Quaderni pasubiani

23 Giu

quaderni pasubiani_girardiUna busta sottile, tre leporelli che si aprono e regalano meraviglia. Sono il risultato del progetto Pasubiana. Piccola scuola di disegno in montagna, a cura di Giulia Mirandola, un’esperienza residenziale a quota 1825 slm sul monte Pasubio che nella scorsa estate ha coinvolto tre illustratori che sono stati ospitati nell’ambito del festival Tra le rocce e il cielo in un angolo di Trentino e hanno restituito in questo formato il loro incontro con quella terra e le loro escursioni in compagnia di Marco Avanzini, geologo di MuSe e di Anna Pisetti, conservatrice del Museo Storico Italiano della Guerra di Rovereto, enti che partecipano al progetto.

Alicia Baladan ha realizzato un senza parole davvero a due facce, dove il dispiegarsi della carta corrisponde in qualche modo a un dispiegarsi della linea del tempo, risalendo all’indietro nel passato del monte fatto di dinosauri, mare, fossili e poi i sentieri, le piante, i musi e i paesaggi di oggi. Rocco Lombardi invece disegna il Pasubio, la sua geografia di punte, colli, villaggi in un momento storico preciso, quello della Prima Guerra mondiale , con la costruzione delle trincee, i passi dei soldati, il filo spinato che resta ancora oggi tra i larici, i lamponi e l’uva ursina che hanno riguadagnato terreno e sono germogliati tra le lacrime della montagna.
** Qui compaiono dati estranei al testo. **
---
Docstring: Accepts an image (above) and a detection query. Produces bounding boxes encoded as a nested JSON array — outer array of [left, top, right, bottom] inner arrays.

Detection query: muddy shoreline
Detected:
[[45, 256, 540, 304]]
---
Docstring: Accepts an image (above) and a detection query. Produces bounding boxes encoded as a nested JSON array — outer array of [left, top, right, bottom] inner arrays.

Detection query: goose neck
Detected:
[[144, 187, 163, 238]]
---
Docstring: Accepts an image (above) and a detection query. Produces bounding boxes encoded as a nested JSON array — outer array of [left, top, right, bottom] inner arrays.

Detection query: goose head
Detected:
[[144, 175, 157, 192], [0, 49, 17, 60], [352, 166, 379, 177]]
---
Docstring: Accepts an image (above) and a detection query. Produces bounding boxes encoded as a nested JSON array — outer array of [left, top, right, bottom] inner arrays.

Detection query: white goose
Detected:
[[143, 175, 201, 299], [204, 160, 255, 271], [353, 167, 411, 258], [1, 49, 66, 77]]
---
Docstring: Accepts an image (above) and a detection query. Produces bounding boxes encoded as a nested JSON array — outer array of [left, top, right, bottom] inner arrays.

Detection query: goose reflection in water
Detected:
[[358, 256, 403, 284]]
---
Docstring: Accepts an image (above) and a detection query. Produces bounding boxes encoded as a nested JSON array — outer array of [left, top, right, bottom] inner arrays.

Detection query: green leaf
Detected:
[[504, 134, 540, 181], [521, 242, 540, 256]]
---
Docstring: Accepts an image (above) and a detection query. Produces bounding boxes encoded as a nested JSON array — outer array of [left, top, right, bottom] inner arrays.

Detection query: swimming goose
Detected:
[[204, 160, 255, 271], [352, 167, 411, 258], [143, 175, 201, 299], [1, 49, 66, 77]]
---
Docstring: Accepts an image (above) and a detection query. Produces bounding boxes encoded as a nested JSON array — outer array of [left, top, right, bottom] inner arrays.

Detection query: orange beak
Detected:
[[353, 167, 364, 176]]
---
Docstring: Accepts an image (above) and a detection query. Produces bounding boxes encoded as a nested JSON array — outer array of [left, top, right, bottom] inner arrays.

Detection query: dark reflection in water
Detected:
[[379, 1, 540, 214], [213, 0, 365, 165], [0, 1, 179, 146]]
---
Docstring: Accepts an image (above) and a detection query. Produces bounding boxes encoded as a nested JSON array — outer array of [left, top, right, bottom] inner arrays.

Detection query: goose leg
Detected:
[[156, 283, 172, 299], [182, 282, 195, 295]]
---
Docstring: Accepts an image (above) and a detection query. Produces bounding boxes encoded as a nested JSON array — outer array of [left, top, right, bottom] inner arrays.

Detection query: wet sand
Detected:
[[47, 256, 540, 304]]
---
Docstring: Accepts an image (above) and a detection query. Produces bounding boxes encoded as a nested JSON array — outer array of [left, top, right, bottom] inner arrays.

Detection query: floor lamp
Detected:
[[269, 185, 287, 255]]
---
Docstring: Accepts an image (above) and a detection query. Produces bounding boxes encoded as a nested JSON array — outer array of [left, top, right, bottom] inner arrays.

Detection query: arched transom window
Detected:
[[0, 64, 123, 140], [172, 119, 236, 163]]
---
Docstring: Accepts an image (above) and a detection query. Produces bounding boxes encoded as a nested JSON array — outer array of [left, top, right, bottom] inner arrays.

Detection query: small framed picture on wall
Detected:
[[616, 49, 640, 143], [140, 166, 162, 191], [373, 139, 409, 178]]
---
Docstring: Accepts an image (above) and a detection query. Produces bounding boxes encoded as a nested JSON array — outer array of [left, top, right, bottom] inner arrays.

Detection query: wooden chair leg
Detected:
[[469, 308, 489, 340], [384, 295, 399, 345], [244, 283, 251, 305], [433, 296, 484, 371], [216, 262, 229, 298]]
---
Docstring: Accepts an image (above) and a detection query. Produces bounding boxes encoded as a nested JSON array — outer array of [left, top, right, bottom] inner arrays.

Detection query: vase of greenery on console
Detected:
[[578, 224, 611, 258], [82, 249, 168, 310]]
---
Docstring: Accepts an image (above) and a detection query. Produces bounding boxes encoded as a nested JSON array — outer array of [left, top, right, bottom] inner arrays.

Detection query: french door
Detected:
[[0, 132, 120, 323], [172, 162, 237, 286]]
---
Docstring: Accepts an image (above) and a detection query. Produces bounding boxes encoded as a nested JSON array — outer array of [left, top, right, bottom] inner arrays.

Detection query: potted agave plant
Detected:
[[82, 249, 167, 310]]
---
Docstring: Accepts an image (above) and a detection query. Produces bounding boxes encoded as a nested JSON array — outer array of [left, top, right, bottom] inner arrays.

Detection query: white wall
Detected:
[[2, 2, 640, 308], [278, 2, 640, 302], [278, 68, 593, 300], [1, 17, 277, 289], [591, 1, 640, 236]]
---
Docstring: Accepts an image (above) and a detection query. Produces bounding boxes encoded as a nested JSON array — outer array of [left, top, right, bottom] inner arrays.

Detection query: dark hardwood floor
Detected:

Mi colpisce ancora di più il quaderno realizzato da Marina Girardi dove la presenza fantastica dell’Om Pasubio, col suo mascherone e il campanaccio, accompagna i lettori alla scoperta del mondo dei pastori, del loro lavoro e dei nomi che restituiscono il suono della lingua a chi sale, in questa passeggiata, alle malghe e fino al Rifugio Lancia Veglia. Suonano così lungo lo srotolarsi del foglio i ninziòi e i farinèi, i zeltri, la fioretta e il salamaro. L’Om Pasubio di queste illustrazioni mi fa pensare agli uomini selvatici delle mie parti (il lhoup di Chianale, l’orso di segale di Valdieri, l’orso di piume di Cortemilia, l’orso di pelli di Volvera) e a quelli in giro per il mondo, fotografati da Charles Fréger per il progetto Wilder Mann.

E io, che la montagna la vivo, dico grazie per un progetto come questo e per questo modo di raccontare aspetti diversi e complementari, rocce, foglie, frutti, suoni, parole e scelte.

Nomadisegni è il progetto generale di racconto del territorio attraverso illustrazione e fumetto.

Marina Girardi, Om Pasubio. Storie di sentieri rifugi e mestieri

Alicia Baladan, Storie di piante, rocce e animali

Rocco Lombardi, Om Pasubio. La guerra in montagna

Progetto e testi dei quaderni a cura di Giulia Mirandola; ciascuno costa 10 euro.